Friday, October 27, 2006

YouTube a new battle for schools

By Marcus Timothy,
WNS Auckland Correspondent

AUCKLAND - Students from some of New Zealand's top colleges have posted horrific videos of school yard violence and bullying on the internet. The finding comes just days after a homemade DVD surfaced in Australia showed a group of 12 youths surrounding a 17-year-old girl with a mild developmental delay, bullying her, urinating on her and setting her hair alight.The school yard videos taken in New Zealand show two Tauranga Boys' College students fighting.Another student filmed it and then put it on YouTube for the world to see.

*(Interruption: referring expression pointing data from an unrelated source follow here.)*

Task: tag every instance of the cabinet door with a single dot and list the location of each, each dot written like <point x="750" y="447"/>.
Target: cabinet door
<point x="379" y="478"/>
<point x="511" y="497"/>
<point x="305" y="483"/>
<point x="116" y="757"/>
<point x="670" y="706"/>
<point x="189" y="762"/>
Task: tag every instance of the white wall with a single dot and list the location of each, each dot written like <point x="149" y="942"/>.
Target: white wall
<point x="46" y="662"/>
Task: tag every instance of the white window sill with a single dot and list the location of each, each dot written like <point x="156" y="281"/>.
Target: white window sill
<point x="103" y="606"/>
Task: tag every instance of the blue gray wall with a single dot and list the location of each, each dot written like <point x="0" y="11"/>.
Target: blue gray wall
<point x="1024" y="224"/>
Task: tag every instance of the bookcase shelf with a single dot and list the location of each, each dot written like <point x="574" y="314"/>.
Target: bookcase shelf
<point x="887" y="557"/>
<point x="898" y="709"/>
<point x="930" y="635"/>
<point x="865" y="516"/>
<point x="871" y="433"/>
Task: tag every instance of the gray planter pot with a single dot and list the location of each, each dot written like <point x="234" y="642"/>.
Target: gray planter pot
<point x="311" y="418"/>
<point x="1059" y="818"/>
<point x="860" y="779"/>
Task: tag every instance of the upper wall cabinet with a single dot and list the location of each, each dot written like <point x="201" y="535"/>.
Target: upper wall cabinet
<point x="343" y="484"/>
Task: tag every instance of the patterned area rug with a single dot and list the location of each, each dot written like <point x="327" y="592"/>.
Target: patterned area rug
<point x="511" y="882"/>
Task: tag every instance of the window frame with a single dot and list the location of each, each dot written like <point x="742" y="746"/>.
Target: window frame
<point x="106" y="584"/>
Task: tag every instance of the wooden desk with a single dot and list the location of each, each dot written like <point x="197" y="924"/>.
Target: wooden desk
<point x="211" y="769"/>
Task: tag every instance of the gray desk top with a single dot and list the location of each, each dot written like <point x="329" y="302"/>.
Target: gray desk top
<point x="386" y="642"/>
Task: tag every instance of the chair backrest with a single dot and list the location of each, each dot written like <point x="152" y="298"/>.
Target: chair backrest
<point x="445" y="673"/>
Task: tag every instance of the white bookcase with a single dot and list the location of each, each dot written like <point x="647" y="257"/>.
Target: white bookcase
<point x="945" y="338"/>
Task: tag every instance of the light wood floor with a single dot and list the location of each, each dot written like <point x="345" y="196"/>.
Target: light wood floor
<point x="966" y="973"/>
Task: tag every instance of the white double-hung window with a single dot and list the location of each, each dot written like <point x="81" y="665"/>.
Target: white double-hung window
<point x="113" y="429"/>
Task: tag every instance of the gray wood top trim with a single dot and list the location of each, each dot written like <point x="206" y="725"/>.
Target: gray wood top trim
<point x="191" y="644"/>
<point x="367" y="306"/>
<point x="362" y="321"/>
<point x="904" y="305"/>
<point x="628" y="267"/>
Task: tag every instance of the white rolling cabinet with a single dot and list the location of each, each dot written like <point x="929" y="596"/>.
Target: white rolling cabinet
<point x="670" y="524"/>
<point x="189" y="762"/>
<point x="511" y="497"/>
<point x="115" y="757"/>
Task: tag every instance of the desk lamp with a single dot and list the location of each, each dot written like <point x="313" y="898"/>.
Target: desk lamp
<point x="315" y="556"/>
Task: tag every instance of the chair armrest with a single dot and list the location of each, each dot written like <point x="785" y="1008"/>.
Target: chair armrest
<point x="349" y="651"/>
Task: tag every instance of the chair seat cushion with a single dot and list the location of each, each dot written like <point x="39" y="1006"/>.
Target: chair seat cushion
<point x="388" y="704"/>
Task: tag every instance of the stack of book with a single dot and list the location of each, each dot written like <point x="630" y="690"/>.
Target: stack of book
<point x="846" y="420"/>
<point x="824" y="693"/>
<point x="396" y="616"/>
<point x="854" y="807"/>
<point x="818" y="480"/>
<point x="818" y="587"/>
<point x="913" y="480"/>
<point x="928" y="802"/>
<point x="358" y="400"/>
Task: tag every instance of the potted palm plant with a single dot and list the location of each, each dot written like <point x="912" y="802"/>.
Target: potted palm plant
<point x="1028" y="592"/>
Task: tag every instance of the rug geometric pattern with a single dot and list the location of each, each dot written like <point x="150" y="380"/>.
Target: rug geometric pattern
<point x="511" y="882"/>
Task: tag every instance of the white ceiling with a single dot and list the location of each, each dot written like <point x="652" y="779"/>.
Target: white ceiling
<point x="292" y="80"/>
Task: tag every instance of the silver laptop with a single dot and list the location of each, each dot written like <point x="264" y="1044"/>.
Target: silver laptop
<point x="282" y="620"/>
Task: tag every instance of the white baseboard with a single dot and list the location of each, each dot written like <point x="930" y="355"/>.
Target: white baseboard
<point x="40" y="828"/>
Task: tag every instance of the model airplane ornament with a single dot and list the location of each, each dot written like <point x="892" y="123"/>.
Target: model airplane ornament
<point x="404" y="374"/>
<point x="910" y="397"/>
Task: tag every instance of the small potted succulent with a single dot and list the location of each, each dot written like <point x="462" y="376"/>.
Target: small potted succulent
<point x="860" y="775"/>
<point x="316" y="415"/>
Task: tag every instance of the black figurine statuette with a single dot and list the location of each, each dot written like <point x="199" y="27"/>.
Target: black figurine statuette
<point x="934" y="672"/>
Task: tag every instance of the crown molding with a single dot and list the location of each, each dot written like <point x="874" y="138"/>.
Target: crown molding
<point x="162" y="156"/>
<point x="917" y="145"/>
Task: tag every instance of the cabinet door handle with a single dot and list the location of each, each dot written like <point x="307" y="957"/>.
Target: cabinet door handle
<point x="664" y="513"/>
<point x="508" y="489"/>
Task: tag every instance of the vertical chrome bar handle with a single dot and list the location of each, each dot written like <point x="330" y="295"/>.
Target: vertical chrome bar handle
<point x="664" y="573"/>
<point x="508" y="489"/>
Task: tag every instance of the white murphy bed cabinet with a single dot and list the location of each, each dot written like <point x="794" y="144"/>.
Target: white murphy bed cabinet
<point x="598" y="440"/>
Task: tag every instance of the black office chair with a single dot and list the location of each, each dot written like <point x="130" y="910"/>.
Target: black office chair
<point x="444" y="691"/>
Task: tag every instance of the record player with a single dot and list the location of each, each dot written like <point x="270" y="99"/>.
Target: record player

"It shows an episode in our playground that was unsatisfactory, that I regret occurred, that I'm embarrassed about...but it was dealt with," says principal Graham Young. But long after the fight ended the evidence lingered. YouTube removed the video on Friday afternoon, but for a month thousands watched it. Another school, Auckland Grammar, features in a number of clips. The principal says the fights were simulated and the school has disciplined those students involved. But schoolyard battles are popular on the internet and there is little schools or the victims can do. "The victim has the opportunity to take a civil action for breach of privacy but the cost of civil actions would probably be prohibitive," says Netsafe spokesperson Martin Cocker.

YouTube's guidelines say footage of real violence is not allowed and the company will remove it. But with about 70,000 new videos added daily the site's controllers cannot keep up. And without the capacity of YouTube to deal with what is now a worrying global craze, students wanting a bit of notoriety could up the ante."There's a danger is that people in their quest for internet fame film more and more extreme acts," says Cocker. While schools can take steps such as banning cell phones, they cannot control what happens outside the front gates. They are already struggling to cope with mobile phones, text bullying, and websites like ratemyteacher.com, and YouTube is yet another technological trial for schools to overcome.